Feature Selection using PSO-SVM

(1)

Abstract—The feature selection process can be considered a problem of global combinatorial optimization in machine learning, which reduces the number of features, removes irrelevant, noisy and redundant data, and results in an acceptable classification accuracy. Feature selection is of great importance in pattern classification, medical data processing, machine learning, and data mining applications. Therefore, a good feature selection method based on the number of features investigated for sample classification is needed in order to speed up the processing rate, predictive accuracy, and to avoid incomprehensibility. In this paper, particle swarm optimization (PSO) is used to implement a feature selection, and support vector machines (SVMs) with the one-versus-rest method serve as a fitness function of PSO for the classification problem. The proposed method is applied to five classification problems from the literature. Experimental results show that our method simplifies features effectively and obtains a higher classification accuracy compared to the other feature selection methods.

Index Terms—Feature Selection, Machine Learning, Particle Swarm Optimization, Support Vector Machines.

I. INTRODUCTION

For many pattern classification problems, a higher number of features used do not necessarily translate into a higher classification accuracy. In some cases the performance of algorithms devoted to speed and predictive accuracy of the data characterization can even decrease. Therefore, feature selection can serve as a pre-processing tool of great importance before solving the classification problems. The purpose of the feature selection is to reduce the maximum number of irrelevant features while maintaining an acceptable classification accuracy. A good feature selection method can reduce the cost of feature measurement, and increase classifier efficiency and classification accuracy. Feature selection is of considerable importance in pattern classification, data analysis, multimedia information retrieval, medical data processing, machine learning, and data mining applications.

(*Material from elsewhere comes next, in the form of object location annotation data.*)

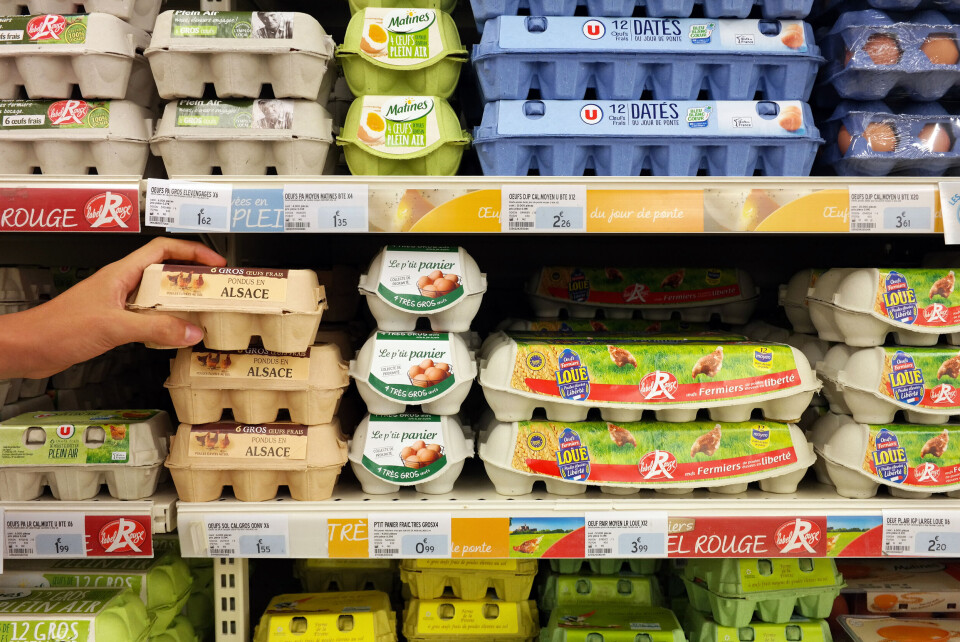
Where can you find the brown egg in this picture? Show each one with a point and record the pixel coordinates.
(883, 49)
(935, 137)
(941, 49)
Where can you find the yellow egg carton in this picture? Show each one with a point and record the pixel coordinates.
(510, 580)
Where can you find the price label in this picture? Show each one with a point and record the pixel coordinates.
(251, 536)
(626, 534)
(543, 208)
(325, 208)
(921, 533)
(44, 535)
(393, 536)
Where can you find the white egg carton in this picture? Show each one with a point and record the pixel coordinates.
(107, 64)
(844, 307)
(120, 148)
(396, 387)
(388, 309)
(238, 67)
(843, 446)
(299, 148)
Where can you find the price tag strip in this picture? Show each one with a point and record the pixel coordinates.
(395, 536)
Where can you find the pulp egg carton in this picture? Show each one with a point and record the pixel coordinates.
(256, 460)
(869, 139)
(468, 579)
(733, 590)
(620, 59)
(626, 457)
(624, 377)
(872, 56)
(405, 283)
(861, 306)
(232, 305)
(401, 51)
(239, 52)
(245, 137)
(122, 448)
(569, 137)
(256, 384)
(98, 53)
(378, 138)
(423, 451)
(72, 136)
(432, 370)
(911, 461)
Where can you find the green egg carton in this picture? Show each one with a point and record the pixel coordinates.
(612, 624)
(75, 614)
(402, 52)
(623, 591)
(402, 136)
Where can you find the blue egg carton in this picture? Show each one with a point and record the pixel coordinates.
(855, 76)
(910, 157)
(484, 10)
(630, 138)
(620, 58)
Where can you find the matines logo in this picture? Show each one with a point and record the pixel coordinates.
(109, 210)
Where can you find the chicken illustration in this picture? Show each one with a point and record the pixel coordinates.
(621, 357)
(709, 365)
(707, 443)
(529, 546)
(936, 445)
(621, 437)
(943, 286)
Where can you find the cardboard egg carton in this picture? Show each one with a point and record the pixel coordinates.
(232, 305)
(256, 384)
(98, 53)
(256, 460)
(244, 137)
(239, 53)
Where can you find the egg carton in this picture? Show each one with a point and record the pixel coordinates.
(860, 307)
(434, 371)
(306, 459)
(245, 137)
(652, 295)
(510, 580)
(256, 384)
(569, 137)
(852, 454)
(384, 456)
(232, 305)
(853, 73)
(124, 449)
(564, 57)
(397, 309)
(98, 53)
(661, 462)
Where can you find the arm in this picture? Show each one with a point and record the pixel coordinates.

Manuscript received March 31, 2006. This research was supported by the National Science Council, R.O.C., under grant NSC 94-2614-E-151-001.

C. -J. Tu is with the Department of Electronic Engineering, National Kaohsiung Univeristy of Applied Sciences, Kaohsiung, Taiwan 80708. (e-mail: [email protected]).

L. -Y. Chuang is with the Department of Chemical Engineering, I-Shou Univeristy, Kaohsiung, Taiwan 80708. (e-mail: [email protected]).

C. -H. Yang, is with the Department of Electronic Engineering, National Kaohsiung Univeristy of Applied Sciences, Kaohsiung, Taiwan 80708. (e-mail: [email protected]).

J. -Y. Chang is with the Department of Information Management, National Kaohsiung Univeristy of Applied Sciences, Kaohsiung, Taiwan 80708. (e-mail: [email protected]).

Several methods have been previously used to perform feature selection on training and testing data, for example genetic algorithms (Raymer et al., 2000), branch and bound algorithms (Narendra et al., 1977), sequential search algorithms (Pudil et al., 1994), mutual information (Roberto, 1994), and tabu search (Zhang et al., 2002). In order to obtain better classification accuracy for classification problems, an improved feature selection process is needed.

Many SVMs have been successfully applied to gene expression data classification problems (Furey et al., 2000; Guyon et al., 2002; Lee et al., 2003) since they are not negatively affected by high dimensionality; hence they can obtain a higher accuracy than a general classification methods, SVMs obtain a maximum margin of a hyper-plane in order to optimize the obtained support vector machine. This avoids a common disadvantage of general classification methods, namely the long operation time, and can reduce training errors of the SVMs.

In this paper, PSO is used to implement a feature selection, and SVMs with the one-versus-rest method were used as evaluators for the PSO fitness function for five multiclass problems taken from the literature. The results reveal that our method elucidated a better accuracy than the classification methods they were compared to.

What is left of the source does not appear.